PDF Encoding Issues with page-image matching when converting DOCX to PDF

christoph.gmeiner · August 30, 2024, 8:59am

Hi everyone,

we use libreoffice command line to transform several kind of document types into PDF.

When we convert DOCX files, which contain images, to PDF files and then open the PDF file programmatically, e.g. with Python libraries, the matching between pages and images is messed up.

Concrete example:
1 document with 3 pages and 3 images. Every page has one image. When we transform the doc with MS Word to PDF and open it programmatically, we get the exact matching, meaning {page1: image1, page2: image2, page3: image3}.
When doing the same with libreoffice we get {page1: [image1, image2, image3], page2: [image1, image2, image3], page3: [image1, image2, image3]}

Did anyone experience a similar situation and has a potential solution for it?

thanks and best regards

Christoph

mikekaganski · August 30, 2024, 9:02am

A concrete example would be: a sample DOCX; a specific command line to convert to PDF; and exact Python code to check.

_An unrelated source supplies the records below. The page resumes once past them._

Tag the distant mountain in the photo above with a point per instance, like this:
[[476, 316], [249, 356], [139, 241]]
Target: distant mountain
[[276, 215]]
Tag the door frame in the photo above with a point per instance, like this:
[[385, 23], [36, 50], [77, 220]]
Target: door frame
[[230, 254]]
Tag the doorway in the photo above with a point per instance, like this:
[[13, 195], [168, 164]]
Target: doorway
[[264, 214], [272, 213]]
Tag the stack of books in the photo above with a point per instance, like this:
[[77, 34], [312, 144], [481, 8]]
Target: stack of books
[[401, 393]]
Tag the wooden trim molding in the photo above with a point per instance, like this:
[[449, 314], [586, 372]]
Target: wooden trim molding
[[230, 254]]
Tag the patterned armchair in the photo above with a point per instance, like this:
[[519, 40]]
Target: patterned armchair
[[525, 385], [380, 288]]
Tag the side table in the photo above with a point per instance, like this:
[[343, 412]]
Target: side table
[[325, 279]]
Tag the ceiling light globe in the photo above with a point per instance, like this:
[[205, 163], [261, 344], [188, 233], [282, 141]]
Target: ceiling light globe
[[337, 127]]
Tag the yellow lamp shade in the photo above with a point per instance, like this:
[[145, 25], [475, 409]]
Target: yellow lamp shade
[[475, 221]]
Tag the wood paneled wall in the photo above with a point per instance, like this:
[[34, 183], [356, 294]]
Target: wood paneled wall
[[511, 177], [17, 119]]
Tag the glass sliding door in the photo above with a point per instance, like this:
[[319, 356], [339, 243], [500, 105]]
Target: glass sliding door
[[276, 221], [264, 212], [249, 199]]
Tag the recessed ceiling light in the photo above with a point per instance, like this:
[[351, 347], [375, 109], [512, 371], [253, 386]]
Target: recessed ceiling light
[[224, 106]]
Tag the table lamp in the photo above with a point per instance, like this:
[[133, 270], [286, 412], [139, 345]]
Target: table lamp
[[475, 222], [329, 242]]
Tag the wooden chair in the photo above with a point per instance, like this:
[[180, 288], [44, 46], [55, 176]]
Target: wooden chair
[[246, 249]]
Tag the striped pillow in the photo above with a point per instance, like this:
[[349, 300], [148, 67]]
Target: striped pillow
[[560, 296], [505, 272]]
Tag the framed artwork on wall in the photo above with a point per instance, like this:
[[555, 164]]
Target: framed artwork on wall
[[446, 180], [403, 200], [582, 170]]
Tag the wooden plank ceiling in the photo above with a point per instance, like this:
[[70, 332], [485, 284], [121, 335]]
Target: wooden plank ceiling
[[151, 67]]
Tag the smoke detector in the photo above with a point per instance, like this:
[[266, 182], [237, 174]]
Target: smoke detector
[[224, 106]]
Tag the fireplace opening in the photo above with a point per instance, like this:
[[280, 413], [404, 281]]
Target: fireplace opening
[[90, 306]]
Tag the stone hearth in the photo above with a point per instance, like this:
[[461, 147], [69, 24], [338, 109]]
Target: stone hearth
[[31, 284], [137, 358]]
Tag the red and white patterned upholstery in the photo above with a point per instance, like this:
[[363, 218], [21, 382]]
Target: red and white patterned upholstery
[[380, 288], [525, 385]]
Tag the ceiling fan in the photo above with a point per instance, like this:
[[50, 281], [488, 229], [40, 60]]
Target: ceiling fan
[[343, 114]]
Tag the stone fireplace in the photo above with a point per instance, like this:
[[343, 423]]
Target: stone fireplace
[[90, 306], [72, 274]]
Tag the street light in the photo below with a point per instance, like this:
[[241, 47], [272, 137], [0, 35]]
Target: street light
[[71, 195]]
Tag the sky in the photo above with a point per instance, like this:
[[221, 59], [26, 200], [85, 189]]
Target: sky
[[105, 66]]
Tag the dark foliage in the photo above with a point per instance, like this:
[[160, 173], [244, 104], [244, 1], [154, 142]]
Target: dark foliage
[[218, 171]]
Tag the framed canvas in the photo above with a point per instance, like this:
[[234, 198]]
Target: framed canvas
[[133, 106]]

christoph.gmeiner · August 30, 2024, 9:59am

Sorry, here are more concrete examples:
File:
test02.docx (62.0 KB)

CLI command:

libreoffice --headless --convert-to pdf:writer_pdf_Export --outdir test test02.docx

Python Code:



from pypdf import PdfReader

local_pdf_path = "test02.pdf"
temp_dir = "imgs04"
temp_dir_path = "%s/*" % temp_dir
extracted_images = []

files = glob.glob(temp_dir_path)
for f in files:
    os.remove(f)

with open(local_pdf_path, "rb") as pdf_file:
    pdf_reader = PdfReader(pdf_file)

    for page in pdf_reader.pages:
        for img_idx, image_file_object in enumerate(page.images, start=1):

            print(page.page_number)
            print(page.images)
            # create a filename for the image
            img_file_path = (
                    f"page_{page.page_number}_"
                    + f"img_{img_idx}_"
                    + image_file_object.name
            )

            # create a path to the temporary file
            temp_img_file_path = os.path.join(temp_dir, img_file_path)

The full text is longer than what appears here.